Elle eut un rire incrédule.


- C'est ça ton excuse ?


- Tu n'aurais pas compris. C'est un risque que je ne pouvais pas prendre.


- Quand bien même tu savais que je t'aimais désespérément ? Mais en fait... Je me demande si tu as jamais eu la moindre considération pour moi.


- J'ai toujours pris soin de toi, de mon mieux.


- Mais tu ne m'aimais pas, tout s'explique.


Elle s'essuya le visage à l'aide d'un pan de sa robe.


- Je t'aime.


***


Garé au bout d'une rue, assis à l'arrière de sa voiture, Wally Diakité regardait les quelques passants sans réellement les voir. 


Il y'avait à peine une heure qu'il était là, mais déjà la fatigue se faisait sentir et il regrettait d'avoir pris au sérieux la nouvelle mission que lui avait confiée son ex maîtresse. Peut-être par habitude ? 

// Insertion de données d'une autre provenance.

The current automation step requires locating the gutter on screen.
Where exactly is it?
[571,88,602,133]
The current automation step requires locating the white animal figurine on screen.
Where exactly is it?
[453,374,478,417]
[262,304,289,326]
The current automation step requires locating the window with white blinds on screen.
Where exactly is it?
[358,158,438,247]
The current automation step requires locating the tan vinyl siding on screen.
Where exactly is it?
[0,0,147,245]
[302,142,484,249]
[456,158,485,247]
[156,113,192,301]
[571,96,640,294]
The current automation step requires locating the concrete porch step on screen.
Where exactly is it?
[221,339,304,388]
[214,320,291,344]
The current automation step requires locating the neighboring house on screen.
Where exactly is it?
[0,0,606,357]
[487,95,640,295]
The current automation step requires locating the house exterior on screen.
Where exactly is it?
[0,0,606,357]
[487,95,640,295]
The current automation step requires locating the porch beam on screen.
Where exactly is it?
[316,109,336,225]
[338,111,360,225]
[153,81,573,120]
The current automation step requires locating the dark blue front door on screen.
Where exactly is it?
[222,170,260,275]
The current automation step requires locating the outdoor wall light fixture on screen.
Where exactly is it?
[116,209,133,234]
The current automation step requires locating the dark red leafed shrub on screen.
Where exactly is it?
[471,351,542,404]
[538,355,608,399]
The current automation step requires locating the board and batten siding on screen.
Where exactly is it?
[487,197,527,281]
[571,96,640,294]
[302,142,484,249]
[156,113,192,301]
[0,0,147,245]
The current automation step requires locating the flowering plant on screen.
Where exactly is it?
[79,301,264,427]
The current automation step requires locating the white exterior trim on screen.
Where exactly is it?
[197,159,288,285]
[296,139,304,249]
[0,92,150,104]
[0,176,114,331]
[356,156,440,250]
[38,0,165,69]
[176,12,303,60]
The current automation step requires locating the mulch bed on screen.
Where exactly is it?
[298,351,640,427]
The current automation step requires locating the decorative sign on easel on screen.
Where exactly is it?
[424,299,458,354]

Du côté de la maison qu'il était censé surveiller, il n'avait perçu aucun mouvement, pas même un simple oiseau n'était venu s'y poser et il se demandait s'il ne s'était pas trompé d'adresse. Il vérifia à nouveau. Oui, cette grande maison blanche à la toiture verte appartenait bien à un certain Harry Fall, il s'en était assuré auprès d'un type qu'il avait vu sortir de l'une des maison en face. Apparemment c'était un type assez friqué et il avait une fille qui «apparemment» venait de temps en temps, mais rien ne certifiait à Wally que cette dernière était là fille perdue d'Awa. Il pouvait toujours s'agir d'une vulgaire coïncidence ; il avait l'habitude.


Las, il prit son téléphone portable et composa le numéro de sa patronne et ex petite amie. Celle ci sans doute dans l'attente du moindre signe de sa part, décrocha à la première sonnerie.


- Lu bess nak ? (Quoi de neuf ?)


- Il n'y a personne depuis.


- Ça fait à peine une heure que tu es là.


- Et que veux-tu que je fasse en attendant ?


- Branle toi tant que tu y es ! Je ne te paie pour que tu te plaignes. Tu as l'appareil photo avec toi ?


- Ouais.


- OK. Garde l'oeil ouvert et sois attentif. D'ailleurs quand j'y pense, je me souviens de ces gens là.


- Quels gens ?


- Je ne connais pas le mari, mais la femme m'a déjà vendu des pagnes et des accessoires de mode entre temps. Ils ont effectivement une fille.


- Et ?


- Contente toi de surveiller. Je me charge du reste.